2019-02-12 Thread Phillip Henry
Too little information to give an answer, if indeed an answer a priori is
possible.

However, I would do the following on your test instances:

- Run jstat -gc on all your nodes. It might be that the GC is taking a lot
of time.

- Poll with jstack semi frequently. I can give you a fairly good idea where
in the code the time is being spent in a non-invasive manner.

Phillip



On Mon, Feb 11, 2019 at 9:48 AM Aakash Basu 
wrote:

> Hi,
>
> I ran a dataset of *200 columns and 0.2M records* in a cluster of *1
> master 18 GB, 2 slaves 32 GB each, **16 cores/slave*, took around *772
> minutes* for a *very large ML tuning based job* (training).
>
> Now, my requirement is to run the *same operation on 3M records*. Any
> idea on how we should proceed?

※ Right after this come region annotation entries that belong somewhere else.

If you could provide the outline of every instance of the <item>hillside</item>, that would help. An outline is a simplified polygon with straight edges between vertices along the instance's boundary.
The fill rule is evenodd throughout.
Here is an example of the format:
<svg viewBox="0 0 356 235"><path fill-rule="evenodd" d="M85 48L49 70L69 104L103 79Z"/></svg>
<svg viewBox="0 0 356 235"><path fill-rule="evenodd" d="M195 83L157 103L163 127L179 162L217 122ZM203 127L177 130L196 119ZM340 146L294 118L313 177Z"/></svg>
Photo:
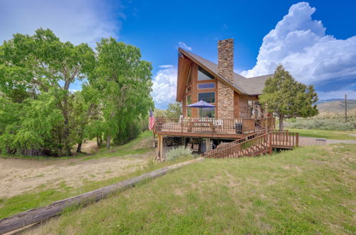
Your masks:
<svg viewBox="0 0 356 235"><path fill-rule="evenodd" d="M324 100L320 100L321 102ZM318 105L320 113L344 113L345 101L343 100L336 101L323 102ZM356 108L356 100L347 100L347 110Z"/></svg>
<svg viewBox="0 0 356 235"><path fill-rule="evenodd" d="M339 145L206 160L28 233L355 234L355 151Z"/></svg>

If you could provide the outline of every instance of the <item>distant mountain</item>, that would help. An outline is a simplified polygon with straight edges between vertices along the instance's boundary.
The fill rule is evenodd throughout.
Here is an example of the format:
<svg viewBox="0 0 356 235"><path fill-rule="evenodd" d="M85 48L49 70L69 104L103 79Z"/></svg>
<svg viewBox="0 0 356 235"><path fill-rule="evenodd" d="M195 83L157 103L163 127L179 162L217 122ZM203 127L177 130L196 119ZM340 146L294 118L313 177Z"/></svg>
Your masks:
<svg viewBox="0 0 356 235"><path fill-rule="evenodd" d="M324 103L328 103L328 102L333 102L333 101L340 101L340 100L344 100L345 99L330 99L330 100L318 100L316 103L317 105L320 105Z"/></svg>
<svg viewBox="0 0 356 235"><path fill-rule="evenodd" d="M320 100L318 109L320 113L344 113L345 100L332 99ZM356 100L347 100L347 110L356 108Z"/></svg>

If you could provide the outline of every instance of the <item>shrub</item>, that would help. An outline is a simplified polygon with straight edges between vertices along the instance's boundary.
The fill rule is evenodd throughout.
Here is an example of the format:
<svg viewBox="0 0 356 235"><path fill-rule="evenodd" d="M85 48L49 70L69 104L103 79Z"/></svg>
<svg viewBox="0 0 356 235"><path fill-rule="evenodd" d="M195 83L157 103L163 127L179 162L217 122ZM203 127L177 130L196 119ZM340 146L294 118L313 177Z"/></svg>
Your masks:
<svg viewBox="0 0 356 235"><path fill-rule="evenodd" d="M166 160L174 161L184 157L192 157L192 150L184 146L178 147L170 150L166 153Z"/></svg>

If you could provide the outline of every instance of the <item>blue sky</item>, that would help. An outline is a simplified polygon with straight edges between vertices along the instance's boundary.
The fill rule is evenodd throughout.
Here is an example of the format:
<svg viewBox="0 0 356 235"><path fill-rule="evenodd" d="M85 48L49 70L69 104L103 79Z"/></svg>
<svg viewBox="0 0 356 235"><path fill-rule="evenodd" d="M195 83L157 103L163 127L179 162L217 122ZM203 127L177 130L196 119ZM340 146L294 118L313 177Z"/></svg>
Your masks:
<svg viewBox="0 0 356 235"><path fill-rule="evenodd" d="M114 36L135 45L152 63L152 96L161 108L175 99L179 45L216 62L217 41L226 38L234 38L237 73L271 73L282 63L314 85L320 99L356 98L355 9L342 0L0 0L0 41L43 27L77 44Z"/></svg>

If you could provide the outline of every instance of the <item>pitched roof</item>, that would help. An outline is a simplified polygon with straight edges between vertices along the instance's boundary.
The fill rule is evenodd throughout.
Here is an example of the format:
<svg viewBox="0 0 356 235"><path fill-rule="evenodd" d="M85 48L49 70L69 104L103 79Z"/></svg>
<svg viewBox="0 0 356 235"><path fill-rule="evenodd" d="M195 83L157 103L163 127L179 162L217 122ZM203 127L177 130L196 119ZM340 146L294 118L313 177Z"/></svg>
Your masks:
<svg viewBox="0 0 356 235"><path fill-rule="evenodd" d="M188 52L182 48L179 48L179 51L183 53L184 55L189 58L192 58L201 66L210 70L214 75L220 79L225 80L225 82L231 84L224 76L218 73L218 65L214 62L208 61L198 55L196 55L192 52ZM246 78L243 75L234 73L234 84L231 84L241 93L248 95L256 95L262 94L262 90L265 87L265 82L267 78L272 77L273 74L268 74L258 77Z"/></svg>

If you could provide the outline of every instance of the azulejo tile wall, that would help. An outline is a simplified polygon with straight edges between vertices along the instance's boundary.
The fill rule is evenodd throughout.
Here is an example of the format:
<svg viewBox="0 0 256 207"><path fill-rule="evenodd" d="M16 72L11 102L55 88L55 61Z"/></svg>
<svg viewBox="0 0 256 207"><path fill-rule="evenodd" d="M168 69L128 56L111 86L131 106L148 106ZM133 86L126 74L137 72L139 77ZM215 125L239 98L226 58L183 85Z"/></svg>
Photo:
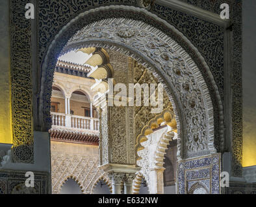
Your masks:
<svg viewBox="0 0 256 207"><path fill-rule="evenodd" d="M203 189L205 193L220 194L221 154L178 162L177 183L179 194L193 193Z"/></svg>
<svg viewBox="0 0 256 207"><path fill-rule="evenodd" d="M1 171L0 194L47 194L49 193L49 177L47 173L34 173L34 188L27 188L27 171Z"/></svg>

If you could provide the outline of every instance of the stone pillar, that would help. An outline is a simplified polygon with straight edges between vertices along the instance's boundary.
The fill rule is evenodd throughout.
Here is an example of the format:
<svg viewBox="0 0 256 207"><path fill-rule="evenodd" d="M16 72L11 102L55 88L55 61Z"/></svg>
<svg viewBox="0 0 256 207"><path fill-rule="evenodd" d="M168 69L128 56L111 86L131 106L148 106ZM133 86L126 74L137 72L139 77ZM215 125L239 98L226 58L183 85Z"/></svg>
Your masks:
<svg viewBox="0 0 256 207"><path fill-rule="evenodd" d="M90 104L90 114L91 114L91 118L94 118L93 113L92 113L92 103L91 103Z"/></svg>
<svg viewBox="0 0 256 207"><path fill-rule="evenodd" d="M125 175L124 178L125 194L133 194L133 181L135 178L135 174Z"/></svg>
<svg viewBox="0 0 256 207"><path fill-rule="evenodd" d="M121 182L123 180L124 175L112 173L109 175L112 180L112 194L121 194Z"/></svg>
<svg viewBox="0 0 256 207"><path fill-rule="evenodd" d="M70 114L70 98L68 98L68 114Z"/></svg>
<svg viewBox="0 0 256 207"><path fill-rule="evenodd" d="M150 169L150 194L164 194L164 168Z"/></svg>
<svg viewBox="0 0 256 207"><path fill-rule="evenodd" d="M68 114L68 98L65 97L65 113Z"/></svg>

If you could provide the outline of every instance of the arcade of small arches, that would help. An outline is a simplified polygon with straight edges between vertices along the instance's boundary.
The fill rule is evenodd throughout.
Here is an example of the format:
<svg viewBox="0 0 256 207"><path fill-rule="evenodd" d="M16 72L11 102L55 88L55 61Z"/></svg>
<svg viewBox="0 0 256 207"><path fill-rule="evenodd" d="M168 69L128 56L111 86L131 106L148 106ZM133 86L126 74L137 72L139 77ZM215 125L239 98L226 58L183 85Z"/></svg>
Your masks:
<svg viewBox="0 0 256 207"><path fill-rule="evenodd" d="M135 192L138 188L138 178L134 181L136 175L143 175L150 193L164 193L163 166L170 142L177 140L172 166L177 160L216 152L211 96L196 63L172 39L164 38L164 34L153 28L142 30L146 25L138 21L113 19L107 23L99 21L93 27L88 25L79 30L62 52L76 50L90 57L85 63L91 66L87 78L96 80L91 89L97 94L93 105L100 118L99 170L108 174L113 193L121 193L122 185L125 193ZM115 27L121 29L113 33ZM116 46L117 42L122 44ZM162 52L164 50L169 53ZM134 55L138 52L149 63ZM125 84L164 83L164 111L156 115L150 114L150 107L109 107L110 78ZM172 169L177 179L177 169ZM178 193L181 187L176 180L173 186L173 193Z"/></svg>
<svg viewBox="0 0 256 207"><path fill-rule="evenodd" d="M52 193L62 193L70 180L86 194L102 186L113 194L221 193L223 155L232 144L227 159L235 162L229 170L241 171L240 142L224 138L227 115L214 63L209 66L185 31L138 1L136 6L82 10L65 17L68 23L58 23L45 39L38 38L38 85L31 102L36 103L34 124L27 134L33 127L40 131L38 146L38 137L50 135ZM183 9L187 8L195 12ZM211 19L222 31L229 23L205 12L196 16ZM58 60L71 51L86 54L84 63ZM109 106L109 78L126 86L162 83L162 111L151 113L151 105ZM23 136L21 146L15 139L12 157L31 163L38 152L31 149L32 135Z"/></svg>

Should we go for a vertical scaling or a
> horizontal one? How should this problem be approached in a
> stepwise/systematic manner?
>
> Thanks in advance.
>
> Regards,
> Aakash.
>


Data growth vs Cluster Size planning

2019-02-11 Thread Aakash Basu
Hi,

I ran a dataset of *200 columns and 0.2M records* in a cluster of *1 master
18 GB, 2 slaves 32 GB each, **16 cores/slave*, took around *772 minutes*
for a *very large ML tuning based job* (training).

Now, my requirement is to run the *same operation on 3M records*. Any idea
on how we should proceed? Should we go for a vertical scaling or a
horizontal one? How should this problem be approached in a
stepwise/systematic manner?

Thanks in advance.

Regards,
Aakash.